American businessman (1880–1933)

Miles Franklin "Frank" Yount (born January 31, 1880, in Monticello, Arkansas, died November 13, 1933, in Beaumont, Texas) eventually came to head up one of the most successful private oil companies in the United States.

==Career==
Although famous in later years as the "Godfather of Beaumont", Frank's early life is shrouded in mystery. After his father's death at age fifty, Frank was forced to leave school and take on the mantle of additional responsibilities. In 1897, however, he and a younger brother, Sullie, left Arkansas and traveled to the Texas Gulf Coast. In the beginning, they made their living digging irrigation canals for rice farmers, and later the two became water-well drillers, until finally, they succumbed to oil fever.

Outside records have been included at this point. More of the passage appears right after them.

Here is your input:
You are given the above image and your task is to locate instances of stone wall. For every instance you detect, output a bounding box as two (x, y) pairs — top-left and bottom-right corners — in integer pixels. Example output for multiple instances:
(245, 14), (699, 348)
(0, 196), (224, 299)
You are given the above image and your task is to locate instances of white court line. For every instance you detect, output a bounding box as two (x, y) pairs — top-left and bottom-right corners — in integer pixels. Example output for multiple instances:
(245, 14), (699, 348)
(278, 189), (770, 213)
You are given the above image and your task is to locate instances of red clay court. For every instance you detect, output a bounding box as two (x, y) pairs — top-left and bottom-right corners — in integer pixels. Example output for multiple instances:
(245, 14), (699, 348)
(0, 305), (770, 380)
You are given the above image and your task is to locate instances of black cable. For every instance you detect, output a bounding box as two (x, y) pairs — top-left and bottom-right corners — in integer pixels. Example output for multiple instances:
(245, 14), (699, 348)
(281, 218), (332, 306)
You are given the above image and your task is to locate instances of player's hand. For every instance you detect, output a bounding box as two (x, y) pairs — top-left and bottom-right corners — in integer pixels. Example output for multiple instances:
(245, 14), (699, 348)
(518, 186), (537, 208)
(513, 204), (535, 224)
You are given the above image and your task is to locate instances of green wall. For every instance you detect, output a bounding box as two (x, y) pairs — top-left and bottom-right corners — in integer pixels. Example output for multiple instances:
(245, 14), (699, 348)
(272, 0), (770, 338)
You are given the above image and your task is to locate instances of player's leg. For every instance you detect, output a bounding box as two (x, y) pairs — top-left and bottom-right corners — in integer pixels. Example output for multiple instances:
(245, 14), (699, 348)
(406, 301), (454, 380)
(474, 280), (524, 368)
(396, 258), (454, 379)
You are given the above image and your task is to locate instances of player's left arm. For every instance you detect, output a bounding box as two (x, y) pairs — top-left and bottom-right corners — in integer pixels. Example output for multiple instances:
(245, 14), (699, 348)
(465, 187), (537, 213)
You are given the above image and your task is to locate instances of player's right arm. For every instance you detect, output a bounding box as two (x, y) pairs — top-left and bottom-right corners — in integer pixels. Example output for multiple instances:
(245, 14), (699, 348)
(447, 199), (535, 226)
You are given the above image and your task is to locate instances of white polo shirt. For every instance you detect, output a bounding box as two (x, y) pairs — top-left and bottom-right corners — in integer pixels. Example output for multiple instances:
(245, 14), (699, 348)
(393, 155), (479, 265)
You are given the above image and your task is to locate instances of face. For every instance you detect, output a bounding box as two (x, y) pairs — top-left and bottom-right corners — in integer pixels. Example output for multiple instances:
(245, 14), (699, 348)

Beaumont was home to the famous Lucas Gusher that brought in the great Spindletop Oil Boom of 1901. At age twenty-four, Frank began his quest for oil riches that led him to such boom towns as Sour Lake, Saratoga, and Batson. He teamed up with another future Texas giant, John Henry Phelan, but he never made any serious inroads at discovering oil until he formed a partnership with Thomas Peter Lee, an oil investor based out of Houston. Lee provided the funds and allowed Yount the freedom to drill where and when he wanted.

With the formation of the Yount-Lee Oil Company on December 22, 1914, Yount made his mark in the area of deep drilling, much of that on the flanks of old oil fields thought to be depleted. In 1923, he moved his company from Sour Lake to Beaumont, where he and wife Pansy, bought and renovated “El Ocaso,” a magnificent mansion located on Calder Avenue, known once as “Millionaires’ Row.”

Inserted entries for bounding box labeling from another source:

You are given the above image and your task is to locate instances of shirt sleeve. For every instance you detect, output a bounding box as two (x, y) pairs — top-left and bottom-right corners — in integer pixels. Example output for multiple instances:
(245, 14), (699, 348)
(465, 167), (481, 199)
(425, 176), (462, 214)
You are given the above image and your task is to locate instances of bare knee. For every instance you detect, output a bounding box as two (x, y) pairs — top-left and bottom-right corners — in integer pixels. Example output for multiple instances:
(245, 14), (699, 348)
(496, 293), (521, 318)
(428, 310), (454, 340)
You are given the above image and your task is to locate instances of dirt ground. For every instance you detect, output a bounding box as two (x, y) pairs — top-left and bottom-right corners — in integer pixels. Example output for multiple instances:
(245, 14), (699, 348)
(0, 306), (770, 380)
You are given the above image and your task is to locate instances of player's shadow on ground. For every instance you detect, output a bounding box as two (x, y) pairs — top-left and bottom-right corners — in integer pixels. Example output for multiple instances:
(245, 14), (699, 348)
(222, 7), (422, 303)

In Beaumont, Yount formed a working relationship with Marrs McLean, “The Second Prophet of Spindletop.” McLean held most of the leases at Spindletop Oil Field which by 1923, according to a majority of oil experts, had run its course. Yount took over McLean's leases, and entered agreements with other property owners in and around the old field. To the surprise of most, on November 14, 1925, Yount-Lee brought in a well that regenerated Spindletop, and from that point, the company grew by leaps and bounds.

==Personal==
On the personal side, Yount used his wealth to benefit his fellow man, and on at least two occasions during the Great Depression, his company loaned the City of Beaumont enough money to pay its city workers. He also bought some of the most expensive and classy automobiles of the day, owning at the same time three Duesenbergs, a Pierce-Arrow, a Cord, and an Austin Coupe. (As the story goes Mr. Yount walked into the Duesenberg factory and told the sales manager which three cars he wished to buy. Being quoted the cost, Yount asked if he could write out a check for all three automobiles? The sales manager looking at Mr. Yount's with a Texas address asked Mr. Yount if they could contact his Beaumont bank to confirm the check's validity? When called the Beaumont bank president inquired just how much the total would be for the cars? When told the amount the president told Duesenberg's sales manager, please have Mr. Yount make his check out for $50,000. He is good for it and we will cover it!) He built Spindletop Stables in Beaumont, stocked it with American Saddlebreds, and hired famous horse trainer, William Capers "Cape" Grant to run it. Later in Kentucky, this stable would play a very important part in the legacy of that particular breed.

==Death==
Upon his sudden death caused by a massive heart attack on November 13, 1933, Frank Yount's estate was valued at over $8 million, and when the stockholders sold Yount-Lee on July 31, 1935, the sale amounted to $46.2 million, putting it as the third largest financial transaction in the United States to that point.

Yount, a regent of the University of Texas, was survived by his wife, Pansy, and their adopted daughter, Mildred Frank. He is buried at Beaumont's Magnolia Cemetery.